I see a negative review as someone who just didn’t get it. Not every book is for every person. My books are for the readers who get something out of my stories. For the rest, they need to read a different book.
Dodaro says she can spend the entire day writing, but there are times when “…months may pass without writing anything… When I write, I turn off the television and the radio. I need complete silence; I get distracted too easily when people are around.” Writing comes second to her family. “All my books (will be published) before my husband retires. I won’t be able to write with him around!”
Being an indie author has taught Dodaro a lot. She admits that if she could change anything about her first book, it would be the total number of words. “I would have made The Tin Box Secret shorter. It’s 106,587 words and 430 pages long.”

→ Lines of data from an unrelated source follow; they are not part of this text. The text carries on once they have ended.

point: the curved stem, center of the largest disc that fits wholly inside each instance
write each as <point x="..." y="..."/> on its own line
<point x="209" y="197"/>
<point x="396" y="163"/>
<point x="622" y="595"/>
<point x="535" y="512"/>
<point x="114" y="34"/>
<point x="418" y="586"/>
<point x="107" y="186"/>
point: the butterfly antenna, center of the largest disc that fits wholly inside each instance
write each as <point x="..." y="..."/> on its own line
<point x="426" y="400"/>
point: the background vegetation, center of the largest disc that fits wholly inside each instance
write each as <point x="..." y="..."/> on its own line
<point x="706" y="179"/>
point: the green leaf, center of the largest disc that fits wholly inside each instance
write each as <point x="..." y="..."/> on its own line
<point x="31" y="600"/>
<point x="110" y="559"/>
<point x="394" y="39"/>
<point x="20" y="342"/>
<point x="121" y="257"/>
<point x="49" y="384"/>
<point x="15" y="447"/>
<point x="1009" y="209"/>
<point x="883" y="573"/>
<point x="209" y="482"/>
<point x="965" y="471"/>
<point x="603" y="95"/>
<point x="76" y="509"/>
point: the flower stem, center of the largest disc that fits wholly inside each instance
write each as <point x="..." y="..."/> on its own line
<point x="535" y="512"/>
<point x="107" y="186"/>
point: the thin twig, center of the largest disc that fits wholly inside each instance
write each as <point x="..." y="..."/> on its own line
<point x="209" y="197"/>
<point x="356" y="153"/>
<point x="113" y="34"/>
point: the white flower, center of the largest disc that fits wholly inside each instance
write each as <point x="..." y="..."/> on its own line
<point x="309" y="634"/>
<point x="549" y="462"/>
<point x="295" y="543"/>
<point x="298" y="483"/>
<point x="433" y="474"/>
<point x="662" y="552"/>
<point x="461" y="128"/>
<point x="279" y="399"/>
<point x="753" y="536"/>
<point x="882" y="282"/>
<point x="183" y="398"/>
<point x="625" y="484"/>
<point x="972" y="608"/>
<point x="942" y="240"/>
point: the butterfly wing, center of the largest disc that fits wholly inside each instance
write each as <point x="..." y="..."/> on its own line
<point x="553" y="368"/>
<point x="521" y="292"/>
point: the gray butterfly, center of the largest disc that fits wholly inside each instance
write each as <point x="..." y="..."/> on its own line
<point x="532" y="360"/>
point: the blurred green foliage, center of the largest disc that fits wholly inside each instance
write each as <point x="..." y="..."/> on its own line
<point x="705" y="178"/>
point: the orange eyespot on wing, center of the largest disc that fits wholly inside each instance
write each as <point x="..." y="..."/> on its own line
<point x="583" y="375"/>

Another lesson she’s learned is the power of words. When she was in the ninth grade, she kept a journal. A notebook that held her thoughts, her emotions and secrets. The words she wrote in her journal helped her to deal with issues that were very difficult in her life.
Interviewer: What in your personal life have you included in one of your stories?
Dodaro: My struggle with my father who hit us with a belt for punishment, my struggle with my mother who had no say in our house, my illness that almost took my life, my mother’s struggle with Alzheimer, my struggle with feeling not good enough, my struggle with feeling survivor’s guilt.
Interviewer: What would you like to say to others who are still carrying their struggles?
Dodaro: When I sign my books, I always sign The Tin Box Secret with "Be Forgiving", I sign The Hope Chest with "Be Brave" and I sign Reawakening with "Choose your life." The first book is about forgiving those in your childhood for their own limitations and letting go of the hurt you have experienced in the past. The second book is about being brave enough to choose what you know your heart wants, even if it isn't the easiest road to travel. And the third book is about having the choice to choose your own life, regardless of what has come before, now it is up to you.
Dodaro’s history and life’s lessons have guided her life and given pearls of wisdom that she use to encourage others from her blog, RaisingDrama and from the pages of her books.